Enfin, la question du renvoi de l'examen de la plainte à la formation compétente ne se poserait pas si les membres de la commission d'admission des requêtes étaient en nombre impair. En revanche, nous considérons que la décision devrait impérativement être prise à la majorité au cas où la parité serait maintenue – deux magistrats, deux non magistrats.

J'en viens à la question de la saisine directe par le justiciable.
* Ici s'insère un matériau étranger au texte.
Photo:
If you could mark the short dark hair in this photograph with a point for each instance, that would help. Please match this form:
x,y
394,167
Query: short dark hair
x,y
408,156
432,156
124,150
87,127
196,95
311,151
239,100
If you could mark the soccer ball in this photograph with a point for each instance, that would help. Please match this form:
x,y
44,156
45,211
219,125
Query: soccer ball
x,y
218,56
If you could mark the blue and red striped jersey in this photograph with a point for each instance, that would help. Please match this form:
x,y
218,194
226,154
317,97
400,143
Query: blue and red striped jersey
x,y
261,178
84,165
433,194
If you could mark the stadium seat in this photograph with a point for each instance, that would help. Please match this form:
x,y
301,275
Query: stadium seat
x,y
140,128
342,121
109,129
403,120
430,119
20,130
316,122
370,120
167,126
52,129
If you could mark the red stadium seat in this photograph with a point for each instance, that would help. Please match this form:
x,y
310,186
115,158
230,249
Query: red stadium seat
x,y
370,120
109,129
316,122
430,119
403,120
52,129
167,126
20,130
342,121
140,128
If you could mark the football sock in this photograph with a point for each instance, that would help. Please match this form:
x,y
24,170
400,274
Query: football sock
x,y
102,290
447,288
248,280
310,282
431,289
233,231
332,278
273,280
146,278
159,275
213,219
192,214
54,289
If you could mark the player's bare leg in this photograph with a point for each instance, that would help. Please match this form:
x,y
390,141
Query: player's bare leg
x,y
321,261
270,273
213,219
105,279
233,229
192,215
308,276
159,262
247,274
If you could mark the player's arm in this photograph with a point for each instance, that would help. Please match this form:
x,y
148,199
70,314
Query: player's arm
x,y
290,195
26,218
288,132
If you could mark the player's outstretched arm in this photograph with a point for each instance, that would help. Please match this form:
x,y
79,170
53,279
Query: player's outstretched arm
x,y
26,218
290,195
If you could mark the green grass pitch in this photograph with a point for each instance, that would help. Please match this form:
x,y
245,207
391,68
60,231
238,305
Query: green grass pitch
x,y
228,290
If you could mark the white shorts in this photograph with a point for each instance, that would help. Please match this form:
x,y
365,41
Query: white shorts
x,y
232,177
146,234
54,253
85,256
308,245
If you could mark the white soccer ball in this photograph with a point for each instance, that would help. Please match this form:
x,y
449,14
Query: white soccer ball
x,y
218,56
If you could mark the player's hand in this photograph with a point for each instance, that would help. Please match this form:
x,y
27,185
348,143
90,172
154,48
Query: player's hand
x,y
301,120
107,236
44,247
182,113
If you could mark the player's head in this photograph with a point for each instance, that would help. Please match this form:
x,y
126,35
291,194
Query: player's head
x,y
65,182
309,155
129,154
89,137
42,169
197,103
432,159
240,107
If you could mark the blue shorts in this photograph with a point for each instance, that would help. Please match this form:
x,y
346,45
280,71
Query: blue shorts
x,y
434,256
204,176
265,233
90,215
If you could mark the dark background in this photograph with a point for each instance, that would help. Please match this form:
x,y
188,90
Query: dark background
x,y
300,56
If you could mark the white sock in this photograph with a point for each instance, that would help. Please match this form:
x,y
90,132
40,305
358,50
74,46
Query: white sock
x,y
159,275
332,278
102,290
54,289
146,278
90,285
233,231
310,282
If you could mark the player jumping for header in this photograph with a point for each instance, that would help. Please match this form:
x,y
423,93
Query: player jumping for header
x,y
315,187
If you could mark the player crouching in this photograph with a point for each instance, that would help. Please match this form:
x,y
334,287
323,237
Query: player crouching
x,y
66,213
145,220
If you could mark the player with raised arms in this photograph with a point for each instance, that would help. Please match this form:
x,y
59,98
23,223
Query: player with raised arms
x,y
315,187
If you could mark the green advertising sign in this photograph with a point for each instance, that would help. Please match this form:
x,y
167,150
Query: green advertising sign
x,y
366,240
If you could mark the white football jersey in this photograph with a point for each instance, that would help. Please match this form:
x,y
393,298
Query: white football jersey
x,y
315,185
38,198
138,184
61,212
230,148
L'examen du texte au Sénat a permis des évolutions très satisfaisantes, mais nous butons toujours sur l'ajout du membre de phrase : « sauf si, compte tenu de la nature de la procédure et de la gravité des manquements évoqués, la commission d'admission des requêtes estime qu'elle doit faire l'objet d'un examen au fond ». L'objectif du constituant et du Sénat était d'éviter ainsi qu'une multiplication des plaintes n'aboutisse à un blocage des juridictions. Mais on a beau nous expliquer que le dépôt d'une plainte contre un magistrat devant le CSM n'est pas un motif de récusation, nous nous demandons comment les juges, notamment ceux qui sont chargés d'un suivi – juges des enfants, juges des tutelles –, pourront continuer à travailler avec des personnes ayant déposé une plainte disciplinaire. Pour un justiciable, le motif d'une plainte sera toujours un manquement grave. Le risque est donc de rouvrir les vannes et de bloquer des juridictions où, bien souvent il n'y a qu'un seul juge des enfants, ou un seul juge d'instance.

Le Sénat s'en remet à la future jurisprudence de la commission. Or cette jurisprudence sera évolutive puisque la composition des commissions ne sera pas fixe.
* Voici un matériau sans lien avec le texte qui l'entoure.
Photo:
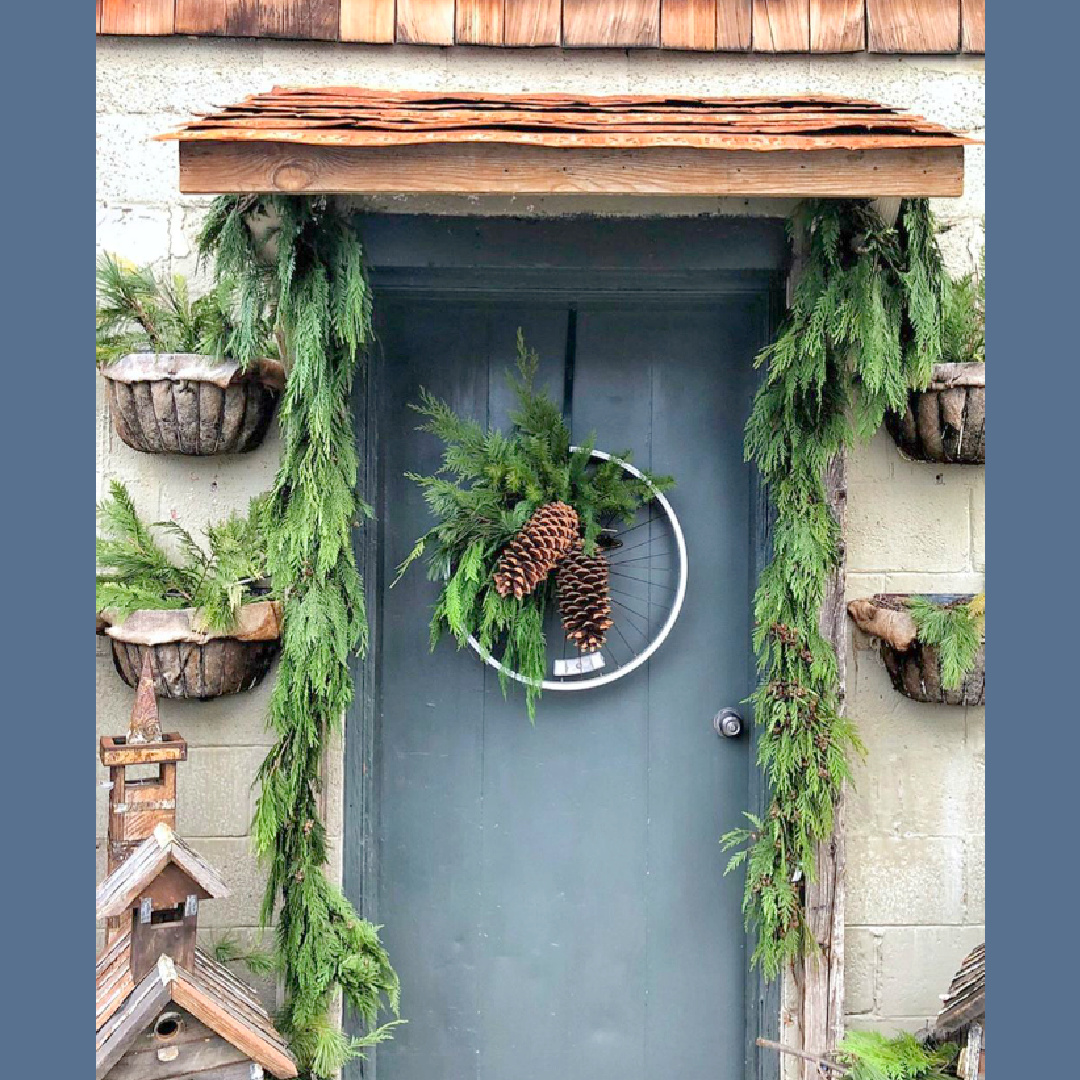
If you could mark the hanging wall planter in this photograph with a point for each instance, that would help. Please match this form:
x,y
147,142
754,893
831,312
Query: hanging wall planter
x,y
192,663
916,666
946,422
185,403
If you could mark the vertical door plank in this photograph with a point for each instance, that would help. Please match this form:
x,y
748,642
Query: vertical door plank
x,y
623,23
688,24
426,22
781,26
734,19
478,23
914,26
837,26
973,26
370,21
135,16
532,22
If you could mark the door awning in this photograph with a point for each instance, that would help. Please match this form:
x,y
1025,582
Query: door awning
x,y
347,139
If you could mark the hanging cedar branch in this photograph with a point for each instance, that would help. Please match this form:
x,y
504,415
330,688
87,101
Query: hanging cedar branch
x,y
865,325
316,285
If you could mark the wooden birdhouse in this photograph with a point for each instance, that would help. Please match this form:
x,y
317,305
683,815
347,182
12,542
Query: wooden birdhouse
x,y
165,1009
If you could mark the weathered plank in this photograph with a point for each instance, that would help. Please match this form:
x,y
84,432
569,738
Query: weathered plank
x,y
208,167
620,23
837,26
688,24
781,26
914,26
734,22
532,22
426,22
135,16
973,26
478,22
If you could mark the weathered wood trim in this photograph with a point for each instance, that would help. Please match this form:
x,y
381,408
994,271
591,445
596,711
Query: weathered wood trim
x,y
212,167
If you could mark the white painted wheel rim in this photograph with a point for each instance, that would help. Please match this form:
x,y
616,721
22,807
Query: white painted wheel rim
x,y
597,680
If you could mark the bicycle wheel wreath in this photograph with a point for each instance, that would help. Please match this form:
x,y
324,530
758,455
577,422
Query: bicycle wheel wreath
x,y
564,567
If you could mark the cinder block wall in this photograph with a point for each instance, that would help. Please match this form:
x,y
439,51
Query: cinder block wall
x,y
915,885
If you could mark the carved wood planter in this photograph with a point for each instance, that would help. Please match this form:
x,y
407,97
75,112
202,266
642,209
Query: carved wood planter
x,y
914,667
184,403
946,422
188,663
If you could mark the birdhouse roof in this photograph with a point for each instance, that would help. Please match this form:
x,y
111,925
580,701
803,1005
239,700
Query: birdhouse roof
x,y
210,991
125,885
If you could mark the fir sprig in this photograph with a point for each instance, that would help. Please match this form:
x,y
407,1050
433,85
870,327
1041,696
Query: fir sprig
x,y
864,326
489,484
315,282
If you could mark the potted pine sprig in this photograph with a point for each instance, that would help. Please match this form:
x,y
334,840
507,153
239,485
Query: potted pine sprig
x,y
204,612
173,388
946,421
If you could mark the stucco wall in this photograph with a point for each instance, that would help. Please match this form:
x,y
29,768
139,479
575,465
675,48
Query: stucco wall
x,y
915,885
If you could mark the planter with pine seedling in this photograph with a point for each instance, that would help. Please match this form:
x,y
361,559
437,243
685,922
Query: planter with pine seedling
x,y
946,421
933,646
172,389
207,617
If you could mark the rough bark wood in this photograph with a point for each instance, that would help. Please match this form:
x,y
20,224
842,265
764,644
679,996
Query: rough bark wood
x,y
688,24
837,26
973,26
618,23
426,22
208,167
142,17
913,26
478,22
370,21
532,22
781,26
946,422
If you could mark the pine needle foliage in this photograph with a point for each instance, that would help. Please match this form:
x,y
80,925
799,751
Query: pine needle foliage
x,y
869,1055
489,485
138,311
136,571
954,630
316,285
864,326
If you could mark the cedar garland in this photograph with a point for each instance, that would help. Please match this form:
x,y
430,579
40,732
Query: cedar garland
x,y
865,325
316,288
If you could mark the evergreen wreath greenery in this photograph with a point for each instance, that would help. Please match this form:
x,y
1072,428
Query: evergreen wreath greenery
x,y
488,487
864,327
135,571
308,269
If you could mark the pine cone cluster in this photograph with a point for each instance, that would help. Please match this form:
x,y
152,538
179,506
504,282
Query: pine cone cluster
x,y
543,540
584,598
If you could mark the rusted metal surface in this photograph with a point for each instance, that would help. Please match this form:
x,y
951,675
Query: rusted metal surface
x,y
354,117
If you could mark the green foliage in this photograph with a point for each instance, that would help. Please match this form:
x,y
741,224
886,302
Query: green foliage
x,y
135,570
864,326
488,486
316,285
954,630
140,312
869,1055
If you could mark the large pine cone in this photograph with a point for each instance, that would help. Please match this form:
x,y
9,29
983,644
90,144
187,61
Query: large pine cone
x,y
584,599
536,551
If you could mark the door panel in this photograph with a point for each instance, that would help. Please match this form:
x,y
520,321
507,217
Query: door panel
x,y
553,894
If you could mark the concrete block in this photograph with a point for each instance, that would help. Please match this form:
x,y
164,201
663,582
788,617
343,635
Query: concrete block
x,y
861,948
908,523
918,963
906,881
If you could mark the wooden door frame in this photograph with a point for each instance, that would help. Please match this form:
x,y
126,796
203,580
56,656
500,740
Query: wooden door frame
x,y
431,256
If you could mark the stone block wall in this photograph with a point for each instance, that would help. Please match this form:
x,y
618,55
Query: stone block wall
x,y
915,848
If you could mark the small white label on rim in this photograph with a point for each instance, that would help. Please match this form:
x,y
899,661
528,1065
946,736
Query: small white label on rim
x,y
579,665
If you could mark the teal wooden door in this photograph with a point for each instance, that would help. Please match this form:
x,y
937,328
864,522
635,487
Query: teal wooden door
x,y
553,895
Bref, nous considérons que le système est insatisfaisant en l'état.

Pour en venir au questionnaire que votre Commission nous a transmis, la question de la parité hommes-femmes dans les listes électorales pour la désignation des membres du CSM ne nous semble pas se poser. Il serait au reste difficile d'imaginer une disposition juridiquement satisfaisante sur le sujet. En effet, la composition du corps judiciaire n'est pas paritaire et le sera de moins en moins : il y a de plus en plus de femmes dans la magistrature. Imposer la parité reviendrait paradoxalement à discriminer nos collègues femmes.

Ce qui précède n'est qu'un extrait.